Durante a entrevista, Guilherme Boulos comentou sobre a CPI da Pandemia e afirmou que a covid-19 no Brasil é uma tragédia que se transformou em crime. Além disso, ele destacou que o governo tornou ela muito mais letal.
“Como é que pode! Nós somos o país que pior lidou com a pandemia no mundo. Um país que negou vacina. O mundo inteiro atrás de vacina e o Brasil negou 101 ofertas da Pfizer. Aí depois quando foi comprar vacina foi para fazer esquema, propina com o negócio da Covaxin”, ressaltou.
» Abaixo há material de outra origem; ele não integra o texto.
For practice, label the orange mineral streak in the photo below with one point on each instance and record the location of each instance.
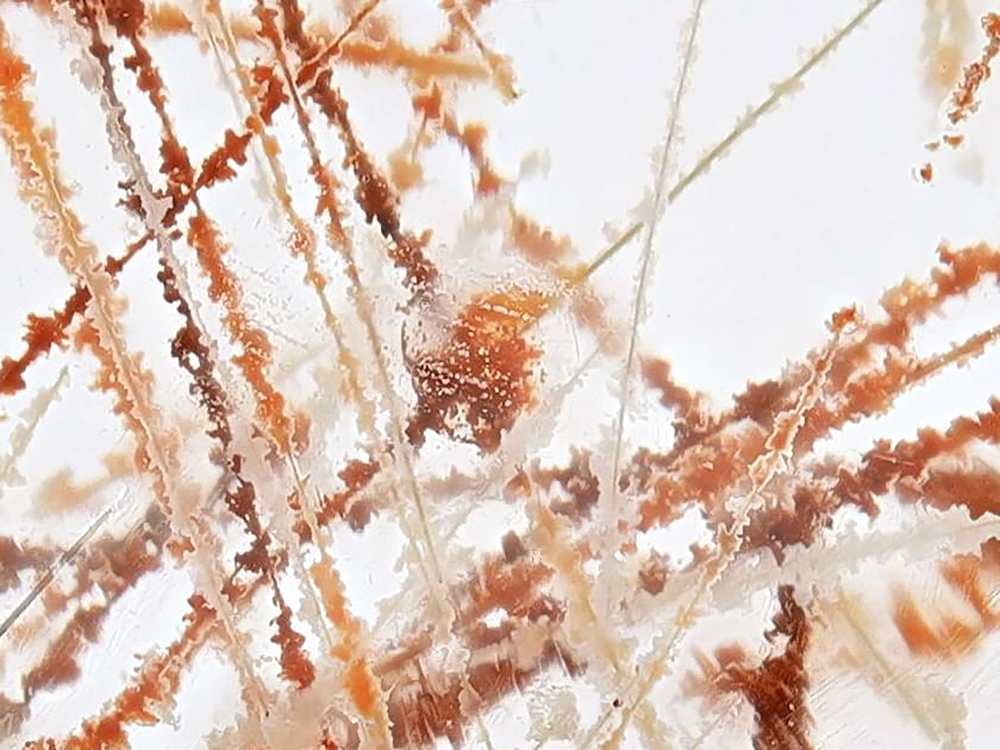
(951, 640)
(121, 373)
(253, 361)
(471, 137)
(777, 687)
(154, 690)
(41, 335)
(476, 385)
(963, 99)
(169, 19)
(362, 686)
(537, 244)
O integrante do Movimento dos Trabalhadores Sem Teto (MTST) afirmou também que o impeachment de Bolsonaro seria o menor dos males no momento atual do Brasil, quando mais de 540 mil pessoas morreram por causa do novo coronavírus.
“Em tese, o impeachment é sempre uma coisa traumática. Tem eleição, ninguém acha que impeachment tem que ser banalizado e acontecer toda hora. É ruim para a estabilidade democrática no país. Agora, o Bolsonaro conseguiu fazer um governo tão tresloucado que não tem outra saída, que o impeachment é o menor dos males que deixar esse cara até o final de 2022, qual o custo humanos que o Brasil vai pagar”, afirmou.